Abstract

Explaining the economic efficiency of secured debt is rather difficult. Some scholars put this question into the basket of unresolved puzzles of the theory of finance.’ Many authors argue that prebankruptcy entitlements should be fully respected by bankruptcy law, since creditors in a fictitious collective decision under the veil of ignorance would have agreed to such ruling and that it could therefore be judged as welfare-increasing. But we also find the opposing view, arguing that prebankruptcy entitlements should not be respected fully in bankruptcy proceedings. The purpose of this article is to explore different arguments purporting that secured debt is an efficiency-increasing device. Part II presents the creditor’s bargain model, arguing that collateral-based security agreements should be fully respected in bankruptcy proceedings, and an alternative position in favor of impairing priorities in bankruptcy proceedings.
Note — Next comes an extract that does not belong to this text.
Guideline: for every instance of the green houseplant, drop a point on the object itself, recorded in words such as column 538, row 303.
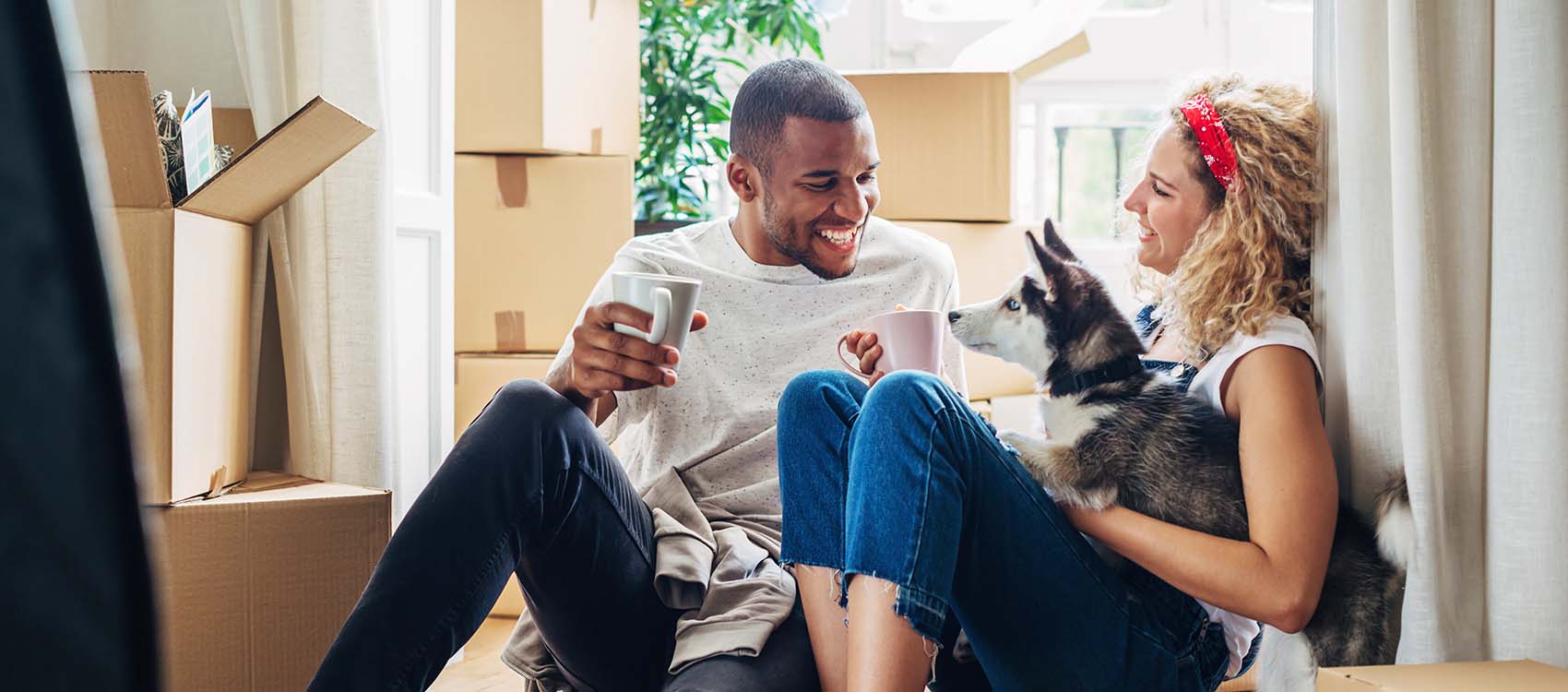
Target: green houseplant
column 690, row 49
Part III presents debt financing as a principal-agent problem and the resulting problems of debtor misbehavior. A possible response of debtors is secured debt. While it is convincing that secured debt is advantageous if the analysis is restricted to a debtor and secured creditors, it is unclear if secured debt is advantageous when its effects on unsecured creditors are taken into account. Different approaches to this question are discussed in Part IV. Part V points to a problem created by priorities in reorganization.